This text uses set theory as a basis for exploring fundamental approaches to boolean algebraic logic, logic and deductive reasoning through propositional and predicate calculus, number theory, coding, arithmetic, and more. The author moves efficiently, for instance, from setting up integer arithmetic from the axioms of set theory on to Gödel's Incompleteness Theorem. This type of coverage is achieved through consistently laid out sections containing a handful of theorems, nearly all of which are proved, along with a smaller number of definitions and examples. A page of exercises concludes each section. The book provides no answers to any of the exercises.
This book is subtitled "Applications to Computer Science and Cryptography". Most of the applications are only thinly glossed over. This includes bar codes, molecular topology, and circuit design. However, a few applications topics are dealt with in detail. Vintage cryptography enthusiasts will enjoy the seven-page section on the family of ENIGMA machines. This mostly covers recreating the mathematical steps taken to break the ENIGMA design starting from Polish efforts before World War II. There is also an exploration of the RSA algorithm, which includes the algorithm itself, a proof of its correctness, and an example of encrypting using RSA.

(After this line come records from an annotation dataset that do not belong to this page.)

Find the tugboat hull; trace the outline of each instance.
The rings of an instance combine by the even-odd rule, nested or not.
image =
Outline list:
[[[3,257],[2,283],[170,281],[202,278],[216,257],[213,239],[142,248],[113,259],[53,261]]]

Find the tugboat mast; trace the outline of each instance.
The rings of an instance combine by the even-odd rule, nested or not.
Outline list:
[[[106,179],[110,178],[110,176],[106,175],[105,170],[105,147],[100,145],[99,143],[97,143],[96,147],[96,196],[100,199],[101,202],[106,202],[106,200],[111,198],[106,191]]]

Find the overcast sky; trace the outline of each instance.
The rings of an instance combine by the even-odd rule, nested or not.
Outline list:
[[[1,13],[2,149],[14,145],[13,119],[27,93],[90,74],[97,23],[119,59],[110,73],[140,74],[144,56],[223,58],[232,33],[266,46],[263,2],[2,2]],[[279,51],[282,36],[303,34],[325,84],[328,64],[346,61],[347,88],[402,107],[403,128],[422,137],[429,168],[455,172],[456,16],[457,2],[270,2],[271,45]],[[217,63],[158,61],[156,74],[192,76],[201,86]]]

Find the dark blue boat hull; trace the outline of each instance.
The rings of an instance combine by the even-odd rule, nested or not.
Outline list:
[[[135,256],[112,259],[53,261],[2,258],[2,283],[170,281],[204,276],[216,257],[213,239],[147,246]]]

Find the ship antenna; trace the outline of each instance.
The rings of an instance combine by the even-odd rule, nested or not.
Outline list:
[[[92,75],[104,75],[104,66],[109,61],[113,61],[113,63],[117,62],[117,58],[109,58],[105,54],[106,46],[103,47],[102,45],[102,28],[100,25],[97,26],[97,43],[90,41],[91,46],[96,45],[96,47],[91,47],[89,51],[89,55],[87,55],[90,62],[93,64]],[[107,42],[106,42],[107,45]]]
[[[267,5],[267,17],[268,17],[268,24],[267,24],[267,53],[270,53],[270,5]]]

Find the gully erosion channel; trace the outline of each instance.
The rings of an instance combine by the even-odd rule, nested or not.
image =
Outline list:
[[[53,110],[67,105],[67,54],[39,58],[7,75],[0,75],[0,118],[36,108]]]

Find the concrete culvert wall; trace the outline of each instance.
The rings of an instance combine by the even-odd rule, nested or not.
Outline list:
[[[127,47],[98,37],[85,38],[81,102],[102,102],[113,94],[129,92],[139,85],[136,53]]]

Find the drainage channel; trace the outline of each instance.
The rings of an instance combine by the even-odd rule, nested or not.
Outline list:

Being both concisely written and rather broad in scope, this book is an excellent resource to clear up issues on fundamentals from a variety of topics. The basic principles of group theory, probability, mathematical functions and more lie cheek by jowl in a clear and easy to follow manner. The chapter "Decidability and Completeness" is particularly worth mulling over with its comparisons of various approaches to incompleteness and a method for automated theorem proving. Further, this text includes a chapter covering the fundamentals of graph theory. This includes path-connected graphs, mathematical trees, bipartite graphs, and more.